Ercan ağabeyle denk geliriz bazen İstanbul’da, Ateşböceği Ercan...
Fuar’ı kucaklar gibi sarılırız birbirimize... Hani, Halit Kıvanç, Orhan Boran,
Erkan Yolaç ayarında sunucuların?

Bırak raksetmeyi, Nesrin Topkapı
şööle bi dururdu kardeşim...
Yarabbim, sen nelere kadirsin!

Samsun cigarasının içinden odun çıktığı günlerdi, o günler. N’ayır n’olamazlı, sutyenin bile porno muamelesi gördüğü, damalı taksi dönemleriydi. Salçalı ekmek kemirdiğimiz, Anadol’un inekler tarafından yendiğine inandığımız, arapsabunu kokulu zamanlardı. Çamaşır makinelerinin merdaneli, cep telefonunu sadece Kaptan Körk’ün kullandığı, Arzu Okay’ın rüyalarımıza girdiği geceler... Mum ışığının gölgesinde parmaklarımızı eğip bükerek duvara tavşan yaptığımız, arkası yarın’a kulak kesildiğimiz akşamlardı. Polis teşkilatını Komiser Kolombo, adaleti
ise Avukat Petroçelli’den ibaret sandığımız... TRT’nin necefli maşrapa zavallılığında, turnike atmayı Koç Riivs’ten öğrendiğimiz günlerdi... Ama güzeldi.

Çünkü, onlar vardı.

Modern Türkiye’yi yansıtan, vizyon açan, yobaz duvarları yıkan, otorite karşısında eğilip bükülmeyen, güçlü sanatçılar, güçlü karakterler... Geleceğe dair umutlarımızı yeşertiyorlardı.
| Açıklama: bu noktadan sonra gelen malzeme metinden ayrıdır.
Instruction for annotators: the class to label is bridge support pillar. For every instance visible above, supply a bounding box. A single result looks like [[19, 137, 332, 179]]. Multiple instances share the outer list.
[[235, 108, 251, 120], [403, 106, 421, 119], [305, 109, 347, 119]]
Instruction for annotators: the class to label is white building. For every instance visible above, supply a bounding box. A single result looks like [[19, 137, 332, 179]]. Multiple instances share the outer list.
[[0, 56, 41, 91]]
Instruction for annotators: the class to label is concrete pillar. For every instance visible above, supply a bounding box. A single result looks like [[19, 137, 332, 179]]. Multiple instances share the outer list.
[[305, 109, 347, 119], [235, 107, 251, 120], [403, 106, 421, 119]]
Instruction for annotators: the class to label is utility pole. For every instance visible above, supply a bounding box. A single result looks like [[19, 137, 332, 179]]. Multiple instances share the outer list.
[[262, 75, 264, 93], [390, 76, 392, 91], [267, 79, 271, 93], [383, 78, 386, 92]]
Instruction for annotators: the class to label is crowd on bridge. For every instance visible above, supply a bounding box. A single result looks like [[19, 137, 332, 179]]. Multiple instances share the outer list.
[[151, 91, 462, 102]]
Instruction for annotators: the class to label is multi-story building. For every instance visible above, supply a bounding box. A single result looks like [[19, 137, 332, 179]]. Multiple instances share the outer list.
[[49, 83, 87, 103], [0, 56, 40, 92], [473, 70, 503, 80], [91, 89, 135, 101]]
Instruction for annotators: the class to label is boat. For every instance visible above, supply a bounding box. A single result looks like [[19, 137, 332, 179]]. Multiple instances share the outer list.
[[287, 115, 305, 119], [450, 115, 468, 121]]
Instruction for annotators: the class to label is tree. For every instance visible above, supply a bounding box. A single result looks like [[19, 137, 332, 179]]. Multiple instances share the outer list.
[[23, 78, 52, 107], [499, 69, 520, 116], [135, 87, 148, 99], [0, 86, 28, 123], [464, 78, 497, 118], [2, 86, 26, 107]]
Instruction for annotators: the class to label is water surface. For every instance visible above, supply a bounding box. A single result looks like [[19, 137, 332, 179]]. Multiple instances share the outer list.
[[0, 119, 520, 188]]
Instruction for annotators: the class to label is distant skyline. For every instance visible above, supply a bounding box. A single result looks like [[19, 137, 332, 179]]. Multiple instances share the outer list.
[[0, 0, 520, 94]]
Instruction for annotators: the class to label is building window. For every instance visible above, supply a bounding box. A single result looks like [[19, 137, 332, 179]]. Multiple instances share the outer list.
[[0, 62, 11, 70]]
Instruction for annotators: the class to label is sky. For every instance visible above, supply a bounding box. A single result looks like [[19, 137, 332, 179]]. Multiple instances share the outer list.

Saz heyeti bile smokinle çıkardı sahneye... İran’a özenip, kravata
savaş açılmamıştı henüz.

Ve, evet, bugün ayfon’larımız, ayped’lerimiz var, nostaljik İzmir fuarlarında imrenerek baktığımız teknolojiye sahibiz, duble yollarımızda ithal otolarımızla gazlıyoruz filan ama... Keresteler kıymete binmemişti. “Odun”lar sadece cigaradan çıkıyordu en azından.